3.1. Die Beschwerdeführerin macht geltend, die Vorinstanz verstosse gegen Art. 66a Abs. 2 StGB, indem sie einen Härtefall verneine. Sie lebe seit 35 Jahren in der Schweiz, habe ihre Jugend hier verbracht und ihre vier Kinder grossgezogen. Ihre ganze Familie befinde sich in der Schweiz und würde durch eine Landesverweisung auseinandergerissen. Sodann sei das öffentliche Interesse an einer Landesverweisung geschmälert, weil sie bloss bei einem Verbleib in der Schweiz den Deliktsbetrag zurückbezahlen könne. Die Vorinstanz nehme sodann keinen Bezug auf Art. 8 EMRK, obwohl der Beschwerdeführerin mit einer Landesverweisung die Aufrechterhaltung ihres Familienlebens zu ihren Kindern und Geschwistern verunmöglicht werde. Schliesslich sei die strafrechtliche Verfehlung zwar nicht marginal, habe sich aber auf "genau definierte Fehler" bei der Deklaration ihres Einkommens gegenüber den Sozialbehörden beschränkt.  
 
3.2. Das Gericht verweist einen Ausländer, der wegen Betrugs im Bereich einer Sozialversicherung oder der Sozialhilfe (Art. 146 Abs. 1 StGB) verurteilt wird, unabhängig von der Höhe der Strafe für  
5-15 Jahre aus der Schweiz (Art. 66a Abs. 1 lit. e StGB). Es kann ausnahmsweise von der Landesverweisung absehen, wenn diese für den Ausländer (1.) einen schweren persönlichen Härtefall bewirken würde und (2.) die öffentlichen Interessen an der Landesverweisung gegenüber den privaten Interessen des Ausländers am Verbleib in der Schweiz nicht überwiegen. Dabei ist der besonderen Situation von Ausländern Rechnung zu tragen, die in der Schweiz geboren oder aufgewachsen sind (Art. 66a Abs. 2 StGB; sog. Härtefallklausel). 

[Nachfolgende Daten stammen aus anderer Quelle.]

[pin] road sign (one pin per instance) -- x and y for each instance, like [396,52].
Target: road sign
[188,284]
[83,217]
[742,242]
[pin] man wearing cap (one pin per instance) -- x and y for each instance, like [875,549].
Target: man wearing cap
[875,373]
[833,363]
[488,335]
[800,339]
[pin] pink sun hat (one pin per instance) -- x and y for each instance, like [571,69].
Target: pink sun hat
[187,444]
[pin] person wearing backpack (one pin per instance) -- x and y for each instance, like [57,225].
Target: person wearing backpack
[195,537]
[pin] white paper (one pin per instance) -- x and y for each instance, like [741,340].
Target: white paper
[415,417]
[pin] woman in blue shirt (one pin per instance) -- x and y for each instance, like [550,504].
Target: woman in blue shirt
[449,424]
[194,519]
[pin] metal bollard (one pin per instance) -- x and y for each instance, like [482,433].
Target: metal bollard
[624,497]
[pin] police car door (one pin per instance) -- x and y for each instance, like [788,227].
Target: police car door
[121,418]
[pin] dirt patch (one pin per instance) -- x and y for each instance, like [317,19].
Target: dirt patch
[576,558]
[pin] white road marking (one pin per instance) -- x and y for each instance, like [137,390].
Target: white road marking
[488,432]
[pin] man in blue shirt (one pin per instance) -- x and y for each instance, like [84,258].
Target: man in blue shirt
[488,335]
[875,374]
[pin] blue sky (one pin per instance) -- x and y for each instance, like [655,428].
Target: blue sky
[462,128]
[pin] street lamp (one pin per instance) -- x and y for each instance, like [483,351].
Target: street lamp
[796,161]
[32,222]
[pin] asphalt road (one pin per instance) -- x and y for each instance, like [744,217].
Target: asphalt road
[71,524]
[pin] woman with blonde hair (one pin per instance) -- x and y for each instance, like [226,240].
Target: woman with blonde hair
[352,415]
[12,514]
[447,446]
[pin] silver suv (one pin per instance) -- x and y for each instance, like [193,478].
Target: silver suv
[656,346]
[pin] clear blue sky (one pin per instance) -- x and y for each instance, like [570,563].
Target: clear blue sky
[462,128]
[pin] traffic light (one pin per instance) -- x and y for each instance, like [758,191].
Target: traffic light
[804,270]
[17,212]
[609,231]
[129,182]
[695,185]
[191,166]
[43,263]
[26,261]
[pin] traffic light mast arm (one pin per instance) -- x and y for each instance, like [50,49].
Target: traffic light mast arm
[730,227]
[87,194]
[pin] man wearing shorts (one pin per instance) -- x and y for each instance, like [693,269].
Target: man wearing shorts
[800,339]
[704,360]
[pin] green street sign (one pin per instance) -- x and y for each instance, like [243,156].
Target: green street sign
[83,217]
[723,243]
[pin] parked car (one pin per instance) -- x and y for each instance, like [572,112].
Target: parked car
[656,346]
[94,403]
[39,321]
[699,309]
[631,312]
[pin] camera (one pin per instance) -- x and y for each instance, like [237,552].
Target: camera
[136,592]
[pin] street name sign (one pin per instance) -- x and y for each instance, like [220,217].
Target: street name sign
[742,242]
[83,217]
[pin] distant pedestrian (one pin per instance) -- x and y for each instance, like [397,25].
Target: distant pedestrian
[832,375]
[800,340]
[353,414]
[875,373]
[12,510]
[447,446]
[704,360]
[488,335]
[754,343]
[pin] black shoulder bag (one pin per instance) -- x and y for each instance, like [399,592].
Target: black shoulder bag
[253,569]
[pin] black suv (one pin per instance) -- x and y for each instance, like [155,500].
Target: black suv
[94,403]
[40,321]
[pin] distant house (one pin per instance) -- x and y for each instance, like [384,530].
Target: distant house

Die Rechtsprechung hat wiederholt dargelegt, welche Kriterien bei der Prüfung des persönlichen Härtefalls und der Interessenabwägung zu berücksichtigen sind (BGE 146 IV 105 E. 3.4; 144 IV 332 E. 3.3 ff.; je mit Hinweisen). Ebenso hat sie sich bei der Beurteilung der Landesverweisung bereits mehrfach zum Recht auf Achtung des Privat- und Familienlebens (Art. 13 BV und Art. 8 EMRK) sowie zur diesbezüglichen Rechtsprechung des Europäischen Gerichtshofs für Menschenrechte (EGMR) geäussert (BGE 147 I 268 E. 1.2.3; 146 IV 105 E. 4.2; 145 IV 161 E. 3.4; je mit Hinweisen). 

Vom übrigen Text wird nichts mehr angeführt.